Skradziono portret Putina, wiejski klub sparaliżowany
We wsi Naryszkino w obwodzie penzeńskim w Rosji okradziono miejscowy klub. Złoczyńców nie skusiła jednak droga aparatura muzyczna, lecz portret rosyjskiego prezydenta. Miejscowe władze dopatrują się w kradzieży motywów politycznych. Praca klubu jest sparaliżowana.
22.03.2007 | aktual.: 22.03.2007 21:50
Pragnący zachować anonimowość miejscowy urzędnik powiedział dziennikowi "Nowyje Izwiestija", że jest oczywiste, że kradzieży "nie dokonali psotni chłopcy" i że sprawa ta "wygląda znacznie poważniej".
W wiejskim klubie nie mogą się jeszcze otrząsnąć po kradzieży. Nie możemy uwierzyć, że ktoś mógł podnieść rękę ma Władimira Władimirowicza - mówi dyrektor klubu Olga Łastoczkina. To przecież najzwyklejszy portret, można go kupić w każdej księgarni za 200-300 rubli - dodaje.
Klub jest główną instytucją kulturalną we wsi Naryszkino.
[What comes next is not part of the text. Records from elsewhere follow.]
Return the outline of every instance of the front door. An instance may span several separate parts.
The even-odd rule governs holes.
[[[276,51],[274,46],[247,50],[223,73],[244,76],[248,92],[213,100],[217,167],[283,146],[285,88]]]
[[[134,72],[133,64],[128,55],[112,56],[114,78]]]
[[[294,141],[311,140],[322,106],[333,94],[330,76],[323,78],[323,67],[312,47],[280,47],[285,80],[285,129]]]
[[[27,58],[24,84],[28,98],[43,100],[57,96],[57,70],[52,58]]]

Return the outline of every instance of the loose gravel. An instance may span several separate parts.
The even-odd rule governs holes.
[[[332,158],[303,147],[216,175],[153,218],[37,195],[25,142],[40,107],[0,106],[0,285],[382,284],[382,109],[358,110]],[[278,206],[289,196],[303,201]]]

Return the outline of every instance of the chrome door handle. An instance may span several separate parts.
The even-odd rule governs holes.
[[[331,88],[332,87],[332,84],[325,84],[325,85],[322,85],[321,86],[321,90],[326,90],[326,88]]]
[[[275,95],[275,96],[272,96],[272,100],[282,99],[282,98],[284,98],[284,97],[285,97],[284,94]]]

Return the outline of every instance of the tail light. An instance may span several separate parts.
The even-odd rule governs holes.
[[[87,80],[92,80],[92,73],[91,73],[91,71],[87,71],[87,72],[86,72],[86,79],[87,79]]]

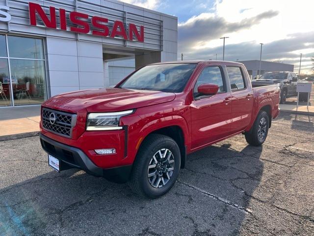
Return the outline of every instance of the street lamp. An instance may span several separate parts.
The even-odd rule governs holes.
[[[220,38],[220,39],[224,39],[224,49],[222,53],[222,60],[225,60],[225,39],[228,38],[229,37],[223,37],[222,38]]]
[[[302,54],[300,54],[300,67],[299,67],[299,78],[298,78],[298,82],[300,80],[300,73],[301,73],[301,61],[302,59]]]
[[[261,67],[262,66],[262,48],[263,46],[263,43],[260,43],[261,44],[261,56],[260,56],[260,70],[259,71],[259,77],[258,79],[260,79],[260,76],[261,75]]]

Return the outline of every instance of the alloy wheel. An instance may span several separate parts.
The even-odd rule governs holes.
[[[262,140],[266,135],[267,130],[267,121],[265,118],[262,118],[260,120],[259,129],[258,129],[258,136],[260,140]]]
[[[158,150],[152,157],[147,171],[148,181],[154,188],[161,188],[170,179],[175,166],[174,156],[167,148]]]

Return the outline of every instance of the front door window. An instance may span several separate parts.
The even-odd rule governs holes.
[[[42,103],[47,97],[43,40],[0,35],[0,106]]]

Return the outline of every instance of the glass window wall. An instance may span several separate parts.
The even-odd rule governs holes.
[[[42,39],[0,35],[0,107],[40,104],[47,99]]]

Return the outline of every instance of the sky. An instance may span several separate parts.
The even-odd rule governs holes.
[[[178,59],[260,59],[314,73],[314,0],[122,0],[178,17]]]

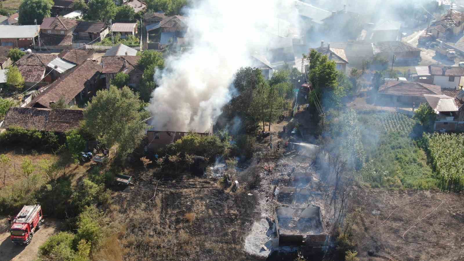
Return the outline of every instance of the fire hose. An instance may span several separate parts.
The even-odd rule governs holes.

Tu odbywają się koncerty, dyskoteki, zebrania i wszelkie uroczystości rocznicowe. Brak portretu Władimira Putina całkowicie sparaliżował pracę klubu.
Tutejsze władze, jak pisze dziennik, charakteryzuje wyjątkowa poprawność polityczna. Mówią, że gdy ludzie przyjdą do klubu na koncert i zobaczą, że portret Putina zniknął ze ściany, mogą pomyśleć, że stosunek władz do prezydenta uległ zmianie.
Podobno podjęto decyzję o zakupie nowego portretu.
Milicja bezskutecznie szuka złodzieja lub złodziei, którym grozi do pięciu lat więzienia za rabunek z wtargnięciem.